Good news. Victory! The nap is back. Today, at least.

The Burp Challenge

The burping in our house has been getting out of control.

Our six-year-old son says it’s always by accident. But he says it with a grin. And the burps always have that crisp, upward sound, ending with a ‘t.’ You only get it when you push a burp out and try to make it louder.

A couple years ago, my brother-in-law and his wife gave me John Eldridge’s book “Wild at Heart: Discovering the Secret of a Man’s Soul.” The essence of the book is that Christian men have been emasculated by the responsibilities of modern fatherhood and should instead be more adventurous and bold. The application to parenting was to let boys be boys and stop cutting them off at the knees and demanding perfect manners from a creature that is incapable of providing them. But our son is 6, so there’s no way he can understand that while it might be okay to burp around Dad, it’s not okay around Mom and absolutely forbidden around the grandparents.

Always do we make him say “excuse me” after he burps, but he does it with the same relish he would show after grabbing the last cupcake and making his little sister cry.

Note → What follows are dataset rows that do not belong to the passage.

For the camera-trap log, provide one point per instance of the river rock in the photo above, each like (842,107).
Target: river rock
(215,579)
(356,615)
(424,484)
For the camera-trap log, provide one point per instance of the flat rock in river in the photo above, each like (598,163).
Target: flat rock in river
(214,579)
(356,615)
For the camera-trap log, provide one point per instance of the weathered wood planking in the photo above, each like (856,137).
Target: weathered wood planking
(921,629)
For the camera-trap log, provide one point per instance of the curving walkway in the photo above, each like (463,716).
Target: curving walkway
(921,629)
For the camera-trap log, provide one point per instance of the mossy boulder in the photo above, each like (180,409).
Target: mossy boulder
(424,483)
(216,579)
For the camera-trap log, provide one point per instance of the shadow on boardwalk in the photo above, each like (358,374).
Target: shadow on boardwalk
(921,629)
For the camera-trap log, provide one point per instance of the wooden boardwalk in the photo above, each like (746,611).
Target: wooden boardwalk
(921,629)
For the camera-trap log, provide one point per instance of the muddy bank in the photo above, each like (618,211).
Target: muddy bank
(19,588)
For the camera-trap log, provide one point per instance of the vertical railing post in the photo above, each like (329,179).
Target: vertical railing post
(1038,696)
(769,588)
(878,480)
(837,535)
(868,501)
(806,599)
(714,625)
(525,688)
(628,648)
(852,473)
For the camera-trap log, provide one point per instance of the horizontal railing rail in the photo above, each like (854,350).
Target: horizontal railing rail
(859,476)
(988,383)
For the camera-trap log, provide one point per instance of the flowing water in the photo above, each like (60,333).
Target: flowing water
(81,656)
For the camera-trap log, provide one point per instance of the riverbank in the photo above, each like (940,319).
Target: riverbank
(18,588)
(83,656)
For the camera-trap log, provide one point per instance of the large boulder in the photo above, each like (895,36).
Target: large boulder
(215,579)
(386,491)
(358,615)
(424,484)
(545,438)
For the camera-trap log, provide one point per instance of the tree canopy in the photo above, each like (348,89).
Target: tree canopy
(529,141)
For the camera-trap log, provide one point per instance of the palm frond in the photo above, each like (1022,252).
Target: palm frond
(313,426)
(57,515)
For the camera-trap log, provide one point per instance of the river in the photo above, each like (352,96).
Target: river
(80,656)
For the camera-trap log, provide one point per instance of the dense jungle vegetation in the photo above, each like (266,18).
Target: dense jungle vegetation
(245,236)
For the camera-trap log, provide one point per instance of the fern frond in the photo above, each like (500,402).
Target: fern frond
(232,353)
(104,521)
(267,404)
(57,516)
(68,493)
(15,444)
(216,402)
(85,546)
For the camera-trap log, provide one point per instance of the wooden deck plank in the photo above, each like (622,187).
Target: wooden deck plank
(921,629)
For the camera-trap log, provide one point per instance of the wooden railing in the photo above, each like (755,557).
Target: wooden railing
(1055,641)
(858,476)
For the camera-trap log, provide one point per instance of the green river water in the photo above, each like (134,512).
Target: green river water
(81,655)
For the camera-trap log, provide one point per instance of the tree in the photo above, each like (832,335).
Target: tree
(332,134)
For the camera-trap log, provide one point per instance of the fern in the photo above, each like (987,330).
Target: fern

For weeks, my Lovely Bride and I told him to press his lips together to try to make it come out silently – that way he wouldn’t have to say “excuse me.” No go.

Then on the day after Halloween, when the boy collected his body weight in candy, we found something that worked. Each time he burped, on purpose or not, we would take a piece of candy out of his orange plastic pumpkin. And eat it in front of him. Yesterday, he lost seven pieces of candy. Today, only two. Victory?

Now if only we could do something about the farting.